Every single piece of plastic that has ever been created since the 19th century is still somewhere on our planet.  So recycling the plastic you use is good, right?  Yes.  But recycling is the third choice in the standard mantra … REDUCE, REUSE, then recycle.  But we believe in going a couple of steps further: REFUSE, REJECT, Reduce, Reuse, Recycle.

Adding to this, starting on January 1, Seattle residents can no longer recycle plastic bags or wrap in their home recycling.  But instead of finding alternative recycling options, let’s instead learn how to live without plastic bags or wrap.

Mindful Momma has some ideas for plastic wrap alternatives, as does the blog Treading My Own Path.

Organic Authority can help you with ideas for living without plastic bags.  And here are more ideas from The Zero Shop.

Beyond bags and wrap, here are links to websites with tips for reducing your plastic consumption, and reusing the plastics you already have.

Did you know that of the 33 million tons of plastic waste generated in the US in 2013, only 9 percent was recovered for recycling? Here are 17 ways to reduce your plastic waste.

While most plastics are touted as recyclable, the reality is that they’re “downcycled.”  A plastic milk carton can never be recycled into another carton — it can be made into a lower-quality item like plastic lumber, which can’t be recycled.  Here are 16 ways to reduce your plastic waste.

Think of the Pacific garbage patch whenever you feel tempted to buy water, get a to-go cup or buy liquid laundry detergent, and read these 51 ways to reduce plastic use.
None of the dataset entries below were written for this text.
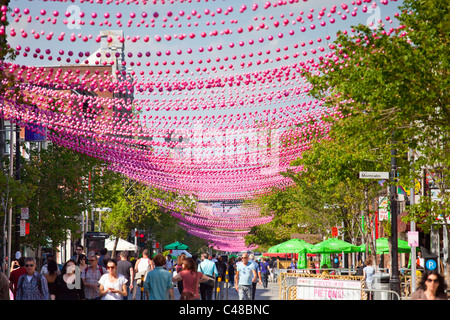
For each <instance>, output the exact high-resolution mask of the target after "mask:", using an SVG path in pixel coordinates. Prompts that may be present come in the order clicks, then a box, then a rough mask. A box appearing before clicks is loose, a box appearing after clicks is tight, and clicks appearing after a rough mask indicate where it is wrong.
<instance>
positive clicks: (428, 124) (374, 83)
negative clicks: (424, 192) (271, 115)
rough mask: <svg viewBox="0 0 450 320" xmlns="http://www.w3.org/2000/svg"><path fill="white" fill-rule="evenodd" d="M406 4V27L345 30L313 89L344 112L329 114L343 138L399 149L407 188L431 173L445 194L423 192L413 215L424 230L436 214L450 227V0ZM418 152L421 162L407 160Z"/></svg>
mask: <svg viewBox="0 0 450 320" xmlns="http://www.w3.org/2000/svg"><path fill="white" fill-rule="evenodd" d="M401 9H402V13H401V14H400V15H399V16H398V17H397V19H398V21H399V23H400V26H399V27H398V28H390V29H389V30H387V29H384V28H383V27H381V26H379V28H378V29H377V30H376V31H374V30H371V29H369V28H368V27H367V26H364V25H359V26H356V27H352V30H351V32H340V33H339V36H338V38H337V40H336V41H335V42H334V44H333V46H332V47H333V49H335V51H334V52H332V53H330V54H328V55H327V56H326V57H325V59H323V60H322V61H320V62H319V63H318V64H317V68H315V69H314V68H313V70H311V71H310V72H307V74H306V77H307V79H308V81H310V83H311V84H312V85H313V88H312V89H311V91H310V94H311V96H313V97H314V98H316V99H320V100H322V101H323V102H324V107H327V108H336V109H337V110H338V111H339V113H336V114H335V116H333V117H329V118H328V119H326V121H331V123H332V131H333V132H334V133H333V135H334V136H335V137H338V136H339V137H340V138H341V141H342V143H346V144H351V145H353V146H358V148H359V149H360V150H365V152H369V151H372V152H374V153H376V154H377V155H379V156H380V159H386V158H387V157H388V156H389V155H390V151H391V150H392V149H395V150H397V155H396V158H397V163H398V172H399V179H398V181H399V183H401V184H402V185H403V186H405V187H407V188H409V187H410V186H411V185H412V182H413V181H414V179H417V180H421V178H422V174H423V170H425V172H426V173H427V174H429V176H430V177H431V179H432V181H433V183H434V184H435V186H436V187H437V189H438V190H439V197H438V200H437V201H430V198H427V197H422V198H421V200H420V202H419V203H418V204H416V205H415V206H414V207H413V208H411V209H410V210H409V213H410V214H409V217H408V219H409V220H416V221H417V222H420V223H422V227H423V228H425V229H424V230H426V229H429V226H430V224H431V223H434V222H436V219H440V220H441V221H442V224H443V225H444V226H445V227H446V228H448V227H449V226H448V224H447V220H448V218H449V216H450V209H449V206H448V204H449V192H448V177H449V168H450V157H449V154H450V152H449V151H450V147H449V131H450V130H449V129H450V121H449V120H450V107H449V95H448V92H449V49H448V48H449V30H450V29H449V27H448V19H449V5H448V1H438V0H432V1H424V0H405V1H404V2H403V5H402V7H401ZM347 119H349V120H347ZM410 151H413V152H414V155H415V158H414V162H413V163H408V161H407V157H406V155H407V153H408V152H410ZM427 226H428V228H427Z"/></svg>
No one is expected or encouraged to give up plastic cold turkey. Ease into it. Decide to make a couple personal lifestyle adjustments and other plastic free alternatives will seep into your routine naturally, you’ll see.  And here are even more tips to help you along!

There are concerns about reusing plastics for food purposes.   Not all plastics are the same and there are some plastics that are better (less bad) for food applications.

Take a deep breath, then take baby steps.  You can do it!